In early January, a Data Science Institute co-sponsored by the Iowa Social Science Research Center (ISRC) and ITS-Research Services introduced participants to the basic building blocks of coding as they’re applied in a variety of research domains, including social sciences and the humanities. Nearly 250 students, faculty and staff attended the trainings, and dozens created accounts to start using IDAS.
At first Associate Professor of Biology Sarit Smolikove was hesitant to attend the institute, for fear her programming skills weren’t up to speed, but co-organizer Sai Kumar Ramadugu of ITS-Research Services put her fears to rest.

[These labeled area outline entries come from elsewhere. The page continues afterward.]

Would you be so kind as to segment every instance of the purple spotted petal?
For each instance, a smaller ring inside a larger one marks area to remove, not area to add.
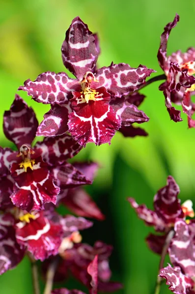
[[[14,152],[9,148],[0,147],[0,175],[7,175],[10,173],[9,169],[11,164],[17,161],[17,152]]]
[[[167,235],[154,235],[150,234],[146,238],[149,248],[155,253],[161,254]]]
[[[4,113],[3,130],[6,137],[18,149],[23,144],[30,145],[35,137],[38,125],[33,110],[16,95],[10,110]]]
[[[179,192],[179,186],[169,175],[167,178],[167,186],[160,189],[154,196],[155,210],[167,226],[174,223],[177,218],[184,216],[180,200],[177,197]]]
[[[98,54],[97,40],[88,26],[78,16],[74,19],[66,33],[61,47],[63,63],[78,79],[91,72]]]
[[[90,184],[92,182],[77,169],[68,163],[54,168],[53,174],[57,186],[62,189],[74,188],[80,185]]]
[[[195,294],[194,281],[181,272],[179,267],[172,268],[169,265],[160,271],[160,277],[166,279],[168,289],[175,294]]]
[[[174,266],[179,266],[182,272],[193,277],[195,272],[195,224],[187,224],[179,220],[175,223],[175,234],[168,249],[170,259]]]
[[[24,247],[16,240],[14,222],[11,215],[0,216],[0,274],[14,269],[25,254]]]
[[[165,223],[156,212],[148,209],[144,204],[139,205],[133,198],[128,198],[128,200],[138,217],[143,220],[147,225],[154,226],[157,231],[165,230]]]
[[[36,135],[47,137],[65,134],[68,130],[68,114],[71,112],[69,104],[52,105],[50,110],[44,115]]]
[[[138,90],[154,71],[141,65],[138,68],[133,68],[125,63],[111,64],[110,67],[97,71],[95,77],[99,82],[92,82],[91,88],[103,86],[111,95],[121,97]]]
[[[18,90],[26,91],[37,102],[54,104],[66,102],[71,97],[72,91],[77,89],[79,91],[80,88],[78,81],[70,78],[65,73],[46,72],[38,75],[34,82],[27,80]]]
[[[97,294],[98,282],[98,256],[96,255],[93,260],[90,263],[87,267],[87,271],[91,277],[90,285],[91,289],[89,290],[90,294]]]
[[[43,160],[50,165],[57,165],[75,156],[82,149],[68,134],[45,138],[35,145],[36,153],[39,153]]]
[[[134,125],[125,126],[122,125],[118,131],[121,133],[124,137],[134,137],[136,136],[148,136],[148,134],[141,127],[137,127]]]
[[[132,104],[131,98],[129,98],[128,96],[112,99],[110,104],[123,125],[128,126],[133,122],[141,123],[149,121],[143,111]]]
[[[167,61],[167,42],[171,29],[175,26],[179,21],[179,16],[176,14],[173,21],[169,23],[165,27],[164,31],[161,36],[161,45],[158,52],[158,59],[161,68],[167,72],[169,69],[169,63]]]
[[[52,292],[52,294],[85,294],[84,292],[74,289],[73,290],[69,290],[66,288],[60,288],[55,289]]]
[[[73,213],[85,218],[103,220],[105,219],[95,202],[83,189],[77,188],[63,191],[59,196],[60,202]]]
[[[27,247],[35,259],[43,261],[58,253],[63,231],[61,225],[48,220],[42,212],[37,213],[35,217],[29,223],[18,223],[16,239],[20,245]]]

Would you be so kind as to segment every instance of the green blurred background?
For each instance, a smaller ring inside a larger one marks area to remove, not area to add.
[[[79,15],[91,30],[97,31],[102,50],[100,67],[111,61],[137,67],[140,63],[162,73],[156,55],[165,25],[177,12],[180,22],[171,32],[168,52],[195,46],[194,0],[1,0],[0,1],[0,120],[9,108],[19,86],[47,71],[65,71],[60,48],[72,20]],[[114,246],[111,259],[113,279],[124,285],[118,293],[154,293],[159,257],[144,241],[151,230],[137,219],[126,200],[135,197],[152,208],[153,196],[173,175],[183,201],[194,198],[195,130],[184,121],[170,121],[158,91],[160,82],[141,91],[147,98],[141,106],[150,118],[143,126],[149,136],[124,138],[117,134],[110,146],[88,144],[77,160],[92,160],[101,165],[94,184],[88,188],[107,216],[84,233],[84,241],[96,239]],[[36,112],[39,121],[48,105],[36,103],[25,93],[20,95]],[[0,145],[12,147],[2,128]],[[71,281],[70,288],[80,287]],[[0,277],[0,293],[32,294],[27,260]],[[82,289],[82,288],[81,288]],[[168,293],[163,286],[162,293]]]

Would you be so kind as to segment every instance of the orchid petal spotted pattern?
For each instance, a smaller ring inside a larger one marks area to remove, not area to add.
[[[87,24],[79,17],[74,18],[66,32],[61,52],[64,65],[78,79],[94,67],[99,52],[96,45],[97,39]]]
[[[16,95],[10,110],[4,114],[3,130],[6,137],[18,148],[25,144],[30,145],[38,125],[33,110],[20,96]]]

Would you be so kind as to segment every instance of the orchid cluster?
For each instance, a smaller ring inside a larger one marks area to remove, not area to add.
[[[110,281],[112,246],[100,241],[93,246],[82,243],[80,233],[93,224],[85,218],[105,218],[81,187],[92,183],[98,164],[71,164],[68,160],[88,143],[110,144],[118,130],[125,137],[147,135],[135,126],[149,120],[138,108],[145,98],[139,90],[156,80],[166,79],[159,89],[170,119],[182,120],[172,102],[181,104],[189,127],[195,127],[192,118],[195,106],[191,98],[195,91],[195,49],[167,56],[167,40],[178,21],[176,15],[161,35],[158,58],[165,74],[146,81],[155,71],[141,65],[134,68],[111,62],[98,68],[98,36],[77,17],[61,47],[63,64],[75,78],[65,73],[48,71],[19,88],[35,101],[50,104],[51,109],[39,124],[32,109],[16,95],[4,114],[4,134],[17,150],[0,149],[0,274],[15,268],[27,255],[32,265],[37,260],[43,262],[44,294],[84,294],[77,290],[52,290],[53,282],[63,281],[69,274],[91,294],[121,288],[120,283]],[[43,141],[33,144],[36,136],[43,136]],[[166,279],[174,293],[192,294],[195,222],[186,218],[194,213],[190,200],[180,204],[179,192],[170,176],[167,185],[155,196],[154,211],[133,198],[129,200],[139,217],[158,233],[147,238],[149,247],[162,256],[168,253],[172,266],[160,267],[160,278]],[[56,209],[59,205],[76,216],[60,215]],[[39,293],[37,287],[34,293]]]

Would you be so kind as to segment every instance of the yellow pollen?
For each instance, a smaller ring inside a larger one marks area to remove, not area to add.
[[[28,168],[30,168],[30,169],[33,171],[33,166],[35,163],[35,159],[29,159],[29,158],[26,158],[24,159],[24,161],[19,164],[20,168],[24,168],[26,172],[27,171]]]
[[[28,223],[29,223],[30,222],[30,219],[32,219],[32,220],[35,220],[36,219],[36,216],[31,215],[30,213],[26,213],[19,218],[20,220],[21,221],[25,221]]]

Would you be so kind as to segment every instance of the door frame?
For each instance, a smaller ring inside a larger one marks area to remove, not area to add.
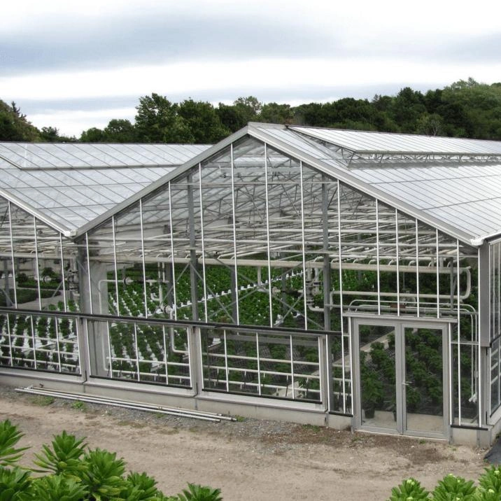
[[[351,338],[352,367],[353,367],[353,427],[355,430],[364,430],[379,433],[393,433],[396,435],[414,437],[427,437],[430,438],[447,439],[450,434],[450,388],[449,388],[449,346],[451,322],[442,319],[427,318],[416,318],[412,317],[389,317],[373,316],[350,316],[350,335]],[[395,327],[395,392],[397,421],[395,429],[370,426],[362,423],[362,404],[360,390],[360,325],[383,325]],[[425,432],[407,430],[407,409],[405,402],[405,328],[435,329],[442,332],[442,384],[443,384],[443,432]],[[397,335],[397,332],[399,335]]]

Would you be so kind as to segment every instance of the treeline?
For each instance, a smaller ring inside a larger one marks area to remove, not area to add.
[[[53,127],[39,130],[15,103],[0,101],[0,140],[213,143],[248,122],[501,140],[501,83],[472,78],[425,93],[406,87],[395,96],[376,94],[370,101],[346,97],[298,106],[262,103],[252,96],[213,106],[191,99],[173,103],[152,94],[140,97],[136,110],[134,123],[113,119],[77,139],[62,136]]]

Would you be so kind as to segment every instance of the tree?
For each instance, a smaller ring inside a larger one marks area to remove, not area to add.
[[[257,121],[288,125],[294,121],[294,113],[290,104],[267,103],[262,105]]]
[[[134,143],[137,134],[130,120],[114,118],[104,128],[103,136],[107,143]]]
[[[424,96],[410,87],[400,90],[389,107],[390,118],[402,132],[416,132],[419,118],[426,112]]]
[[[105,143],[104,132],[96,127],[83,131],[80,136],[80,143]]]
[[[136,107],[138,140],[144,143],[192,143],[194,137],[178,115],[178,104],[155,92],[140,97]]]
[[[40,132],[40,140],[46,143],[75,143],[76,138],[73,136],[61,136],[59,129],[55,127],[43,127]]]
[[[179,104],[178,115],[189,128],[195,143],[217,143],[230,134],[210,103],[186,99]]]
[[[0,100],[0,141],[37,141],[40,131],[26,119],[13,101],[8,106]]]

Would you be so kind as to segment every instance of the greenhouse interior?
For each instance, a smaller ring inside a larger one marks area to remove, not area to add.
[[[455,443],[501,430],[501,142],[249,123],[0,143],[0,381]]]

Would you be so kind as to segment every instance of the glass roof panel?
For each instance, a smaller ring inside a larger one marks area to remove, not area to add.
[[[291,126],[290,129],[355,152],[501,155],[501,142],[496,141],[296,126]]]
[[[55,164],[47,162],[33,153],[33,143],[0,143],[0,156],[20,167],[53,167]]]

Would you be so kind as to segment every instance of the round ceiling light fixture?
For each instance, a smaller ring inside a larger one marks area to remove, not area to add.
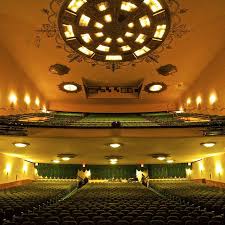
[[[147,84],[144,90],[148,93],[160,93],[167,89],[167,85],[163,82],[152,82]]]
[[[58,27],[65,43],[83,58],[133,61],[162,45],[170,30],[165,0],[65,0]]]
[[[74,82],[63,82],[59,85],[59,89],[67,93],[77,93],[81,91],[81,85]]]
[[[216,145],[216,142],[202,142],[200,145],[202,145],[206,148],[212,148]]]
[[[68,154],[58,154],[57,155],[57,157],[59,158],[59,159],[61,159],[62,161],[69,161],[70,159],[73,159],[73,158],[75,158],[77,155],[75,155],[75,154],[70,154],[70,153],[68,153]]]
[[[13,145],[17,148],[25,148],[30,145],[30,143],[27,142],[14,142]]]
[[[120,143],[110,143],[110,144],[108,144],[111,148],[114,148],[114,149],[116,149],[116,148],[120,148],[121,146],[122,146],[122,144],[120,144]]]

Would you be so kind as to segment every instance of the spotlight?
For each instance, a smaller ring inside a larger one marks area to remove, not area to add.
[[[14,142],[13,145],[16,146],[17,148],[25,148],[30,144],[26,142]]]
[[[114,122],[112,122],[112,127],[113,128],[120,128],[121,127],[121,123],[119,121],[114,121]]]
[[[216,142],[203,142],[203,143],[200,143],[200,145],[202,145],[206,148],[212,148],[216,145]]]

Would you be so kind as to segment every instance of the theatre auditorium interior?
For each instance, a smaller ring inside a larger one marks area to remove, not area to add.
[[[0,17],[0,225],[225,225],[225,0]]]

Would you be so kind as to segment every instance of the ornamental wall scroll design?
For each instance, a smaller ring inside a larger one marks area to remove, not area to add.
[[[81,54],[75,52],[71,49],[62,39],[59,28],[58,28],[58,14],[60,8],[65,0],[51,0],[48,8],[41,9],[42,14],[46,17],[46,23],[41,24],[38,29],[35,30],[34,45],[37,48],[41,47],[41,42],[44,39],[53,39],[56,43],[57,49],[63,49],[67,53],[67,59],[70,63],[76,62],[87,62],[93,67],[95,66],[105,66],[106,69],[115,71],[123,66],[135,66],[137,63],[158,63],[160,54],[166,49],[173,48],[174,39],[180,39],[186,35],[190,30],[187,25],[182,23],[182,15],[188,12],[188,9],[182,8],[177,0],[165,0],[171,16],[171,27],[169,34],[167,35],[165,41],[156,50],[150,52],[146,56],[128,62],[100,62],[82,56]]]

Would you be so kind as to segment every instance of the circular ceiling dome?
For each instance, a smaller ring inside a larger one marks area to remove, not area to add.
[[[132,61],[158,48],[170,29],[165,0],[65,0],[59,12],[62,38],[96,61]]]

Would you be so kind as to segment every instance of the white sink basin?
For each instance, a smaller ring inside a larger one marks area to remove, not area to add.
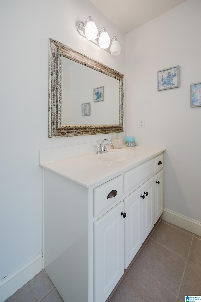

“IDAS demystified the act of engaging with HPC,” Smolikove says. “The trainers were helpful, and I was glad I attended.”
Next steps for IDAS
In the future, IDAS developers will assist with custom environments and a remote desktop feature will be added. There are also plans to facilitate access to Iowa’s Argon supercomputer if more power is needed and to purchase commercial cloud computing power if the demand is there.